1. Home
  2. Verhalen
  3. Nieuwe mondiale doelstelling kan de pandemie binnen een jaar beëindigen, maar alleen als er dringend actie wordt ondernomen

Nieuwe mondiale doelstelling kan de pandemie binnen een jaar beëindigen, maar alleen als er dringend actie wordt ondernomen

Beleid

De wereldwijde actie om COVID-19 te bestrijden, werkt niet. Dit jaar zijn er tot nu toe – ondanks de ontwikkeling en uitrol van effectieve vaccins – meer dan twee keer zoveel mensen gestorven aan COVID-19 dan in heel 2020.

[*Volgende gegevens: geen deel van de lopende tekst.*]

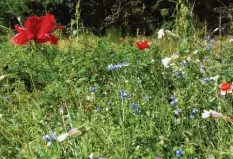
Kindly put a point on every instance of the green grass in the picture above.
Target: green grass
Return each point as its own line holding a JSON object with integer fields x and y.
{"x": 39, "y": 87}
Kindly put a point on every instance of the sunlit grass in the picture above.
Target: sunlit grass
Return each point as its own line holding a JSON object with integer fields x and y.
{"x": 78, "y": 91}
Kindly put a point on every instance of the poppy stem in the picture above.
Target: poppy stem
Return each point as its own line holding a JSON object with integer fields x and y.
{"x": 47, "y": 58}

Een nieuwe doelstelling om tegen september 2022 70% van de wereldbevolking in alle inkomenscategorieën te vaccineren, is nodig om de pandemie onder controle te krijgen. Als het huidige tempo van wereldwijde vaccindistributie en -productie niet dringend versnelt, zal de wereld die doelstelling nooit halen. Zo blijkt uit de laatste analyse van ONE.

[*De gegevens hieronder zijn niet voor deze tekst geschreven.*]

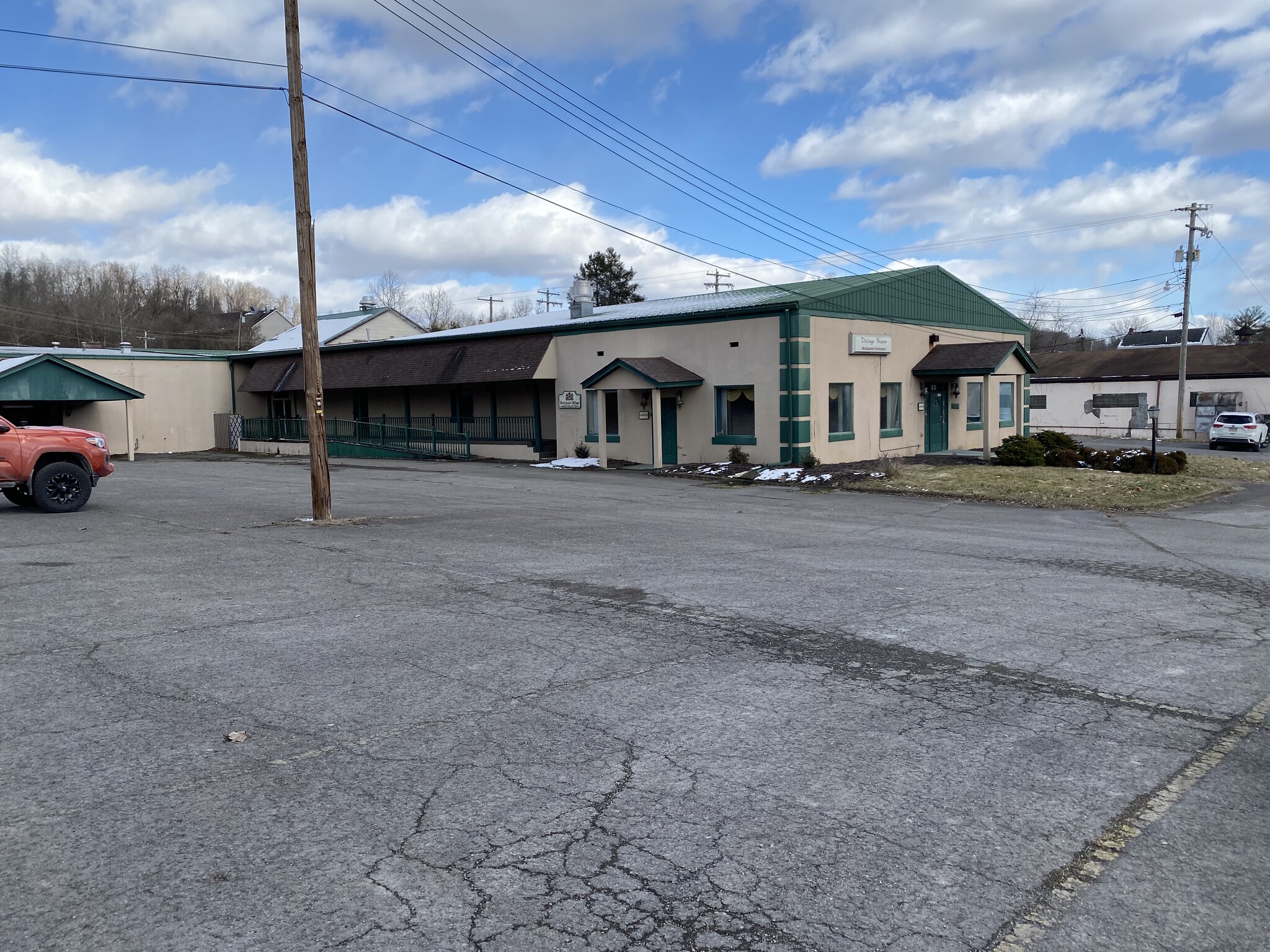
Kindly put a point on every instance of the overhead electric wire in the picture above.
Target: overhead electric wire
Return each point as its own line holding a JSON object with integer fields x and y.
{"x": 1236, "y": 263}
{"x": 758, "y": 260}
{"x": 144, "y": 79}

Ongelijke verdeling is gevaarlijk

De afgelopen negen maanden heeft de wereld zich ingezet om de productie van goedgekeurde en levensreddende vaccins uit te breiden. Doelstelling: de verspreiding en impact van het virus vertragen. Alleen ging 77% van die vaccins naar mensen in rijke landen. Terwijl minder dan 1% bij mensen in lage-inkomenslanden terecht kwam. Dat is zelfs niet genoeg om eerstelijns gezondheidswerkers of de meest kwetsbaren voor het virus te beschermen.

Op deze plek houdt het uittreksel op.